Monday, October 31, 2016

Breaking News: Plus-Minus Is Actually Good

We need to talk about something minor that happened this weekend. Yes, the Flyers lost (and then won) and the Eagles blew their game against the Cowboys. But there a million and a half people who are more qualified to break down either and/or both of those games.

I want to talk about Sam Carchidi's article from Friday. It was a defense of plus-minus as an NHL statistic.
Once you get past the "old man yells at cloud" tone of the article, it's an important discussion to have in the hockey world.

Before we get past that though, let's watch the old man yell:
Sorry, analytic heads, but Giroux pays close attention to his plus-minus numbers each game. 
Like Giroux, Hakstol believes there is merit to plus-minus stats, and he says he pays attention to those numbers. 
Provorov, a 19-year-old rookie defenseman, said he respected the plus-minus stat. 
Well, there you have it, folks.
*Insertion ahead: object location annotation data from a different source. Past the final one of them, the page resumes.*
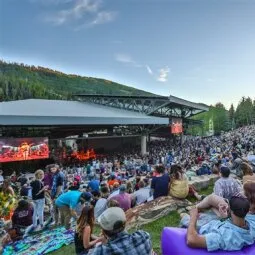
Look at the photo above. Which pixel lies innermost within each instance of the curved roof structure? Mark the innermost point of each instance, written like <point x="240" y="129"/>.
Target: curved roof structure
<point x="40" y="112"/>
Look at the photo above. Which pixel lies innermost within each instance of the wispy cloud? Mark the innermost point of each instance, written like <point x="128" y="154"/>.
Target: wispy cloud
<point x="163" y="74"/>
<point x="104" y="17"/>
<point x="123" y="58"/>
<point x="126" y="59"/>
<point x="149" y="70"/>
<point x="83" y="13"/>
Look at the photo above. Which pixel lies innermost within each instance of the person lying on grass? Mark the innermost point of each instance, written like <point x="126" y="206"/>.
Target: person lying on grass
<point x="229" y="235"/>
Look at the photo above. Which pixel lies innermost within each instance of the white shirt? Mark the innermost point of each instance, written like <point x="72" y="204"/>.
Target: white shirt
<point x="100" y="207"/>
<point x="142" y="195"/>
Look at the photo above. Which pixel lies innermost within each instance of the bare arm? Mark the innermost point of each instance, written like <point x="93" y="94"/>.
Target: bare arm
<point x="74" y="214"/>
<point x="195" y="240"/>
<point x="86" y="238"/>
<point x="59" y="191"/>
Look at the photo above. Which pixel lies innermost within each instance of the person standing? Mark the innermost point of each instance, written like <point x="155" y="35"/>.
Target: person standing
<point x="56" y="189"/>
<point x="38" y="198"/>
<point x="160" y="183"/>
<point x="67" y="203"/>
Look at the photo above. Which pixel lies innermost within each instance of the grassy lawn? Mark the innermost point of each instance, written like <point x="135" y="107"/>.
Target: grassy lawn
<point x="154" y="228"/>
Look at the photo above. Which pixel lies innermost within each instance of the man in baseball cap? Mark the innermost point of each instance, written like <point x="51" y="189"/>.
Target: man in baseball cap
<point x="230" y="235"/>
<point x="117" y="240"/>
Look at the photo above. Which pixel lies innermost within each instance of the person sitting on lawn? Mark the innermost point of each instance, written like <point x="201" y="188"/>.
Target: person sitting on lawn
<point x="83" y="239"/>
<point x="247" y="171"/>
<point x="117" y="240"/>
<point x="179" y="185"/>
<point x="226" y="186"/>
<point x="22" y="219"/>
<point x="230" y="235"/>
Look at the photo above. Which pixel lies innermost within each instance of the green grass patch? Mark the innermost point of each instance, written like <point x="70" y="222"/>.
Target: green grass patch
<point x="154" y="228"/>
Plus-minus is actually a good statistic. Tyler Toffoli was the best player in the NHL last season. Jeff Schultz was the league's best player in 2009-10. Paul Ysebaert was actually better than Mario Lemieux and Mark Messier (and Ray Bourque, and Scott Stevens, and Brett Hull, and Wayne Fucking Gretzky) in 1991-92. 

Now, to be fair, Sam did include a qualifier that leads me to believe he understands that plus-minus has its downsides. From a statistical analysis standpoint, there are a thousand ways to more accurately evaluate play. 

The real moral of his post is this closing line:
Plus-minus isn't the end-all stat, but the fact it unites the five players on the ice toward a common goal - earning a "plus" when they are on a shift together - makes it a part of hockey's culture, whether analytics people like it or not. 
I hate when Twitter Eggs say things like "put down your spreadsheet and watch the game, nerds" because there's room for both cultures to exist. The nerds are going to use their spreadsheets to judge players and teams as accurately as they possibly can. The players on the ice, though, need to be concerned about the stat that most directly impacts the scoreboard on a per-game basis, plus-minus.

So yeah, Sam, I'm glad you broke the news that hockey players are worried about scoring and giving up goals. That's really fucking groundbreaking. It's also a horrible measure of how good individual players are (and how good they will be in the future), which is why Corsi and Fenwick and Expected Goals were created.

Because otherwise you might think that RJ Umberger (-31 as a Flyer) and Zac Rinaldo (-30) were better than Sami Kapanen (-34), and that'd be sacrilegious.